Studies on the Biochemical Synthesis of Asparagine

Abstract

Methods are described for the in vitro cultivation of the excised lupin embryo on a synthetic medium. The postulate that asparagine synthesis is not conditioned primarily by the presence of excess free ammonia and hence is not a detoxication mechanism has been experimentally confirmed in the lupin. Isolated embryos, when supplied with adequate carbohydrate and nitrogen in the medium, are unable to absorb and convert succinic, malic, pyruvic, lactic, and glyceric acids, and glycerol and succinmonamide to asparagine. Under similar conditions of carbohydrate and nitrogen supply fumaric, maleic, aspartic, exalacetic, and glutamic acids, and succindiamide are effective in stimulating the synthesis of asparagine. Of these compounds; glutamic adid is the most effective. Metabolic products of glutamic acid such as ketoglutaric, glutaric, and succinic acids are not effective. Combinations of glutamic acid with aspartic and oxalacetic acids in the absence of ammonia are likewise not effective in the stimulation of asparagine synthesis. An extract of embryo tissue is able to oxidize glutamic acid in the presence of boiled yeast juice. Amide formation has been demonstrated in such an extract to which was added glutamic and aspartic acids and ammonia.

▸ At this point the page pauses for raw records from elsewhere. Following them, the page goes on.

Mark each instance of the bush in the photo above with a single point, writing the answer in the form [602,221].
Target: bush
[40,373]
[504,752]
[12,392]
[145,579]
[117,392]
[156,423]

An attempt has been made to unify the above observations, and to explain the role of glutamate as an energy source in asparagine synthesis, with the energy transfer possibly taking place through the intermediation of a pyridine coenzyme. The unsatisfactory status of the postulated conversion of aspartic acid to asparagine has been pointed out and a scheme proposed to explain the introduction of energy into the system.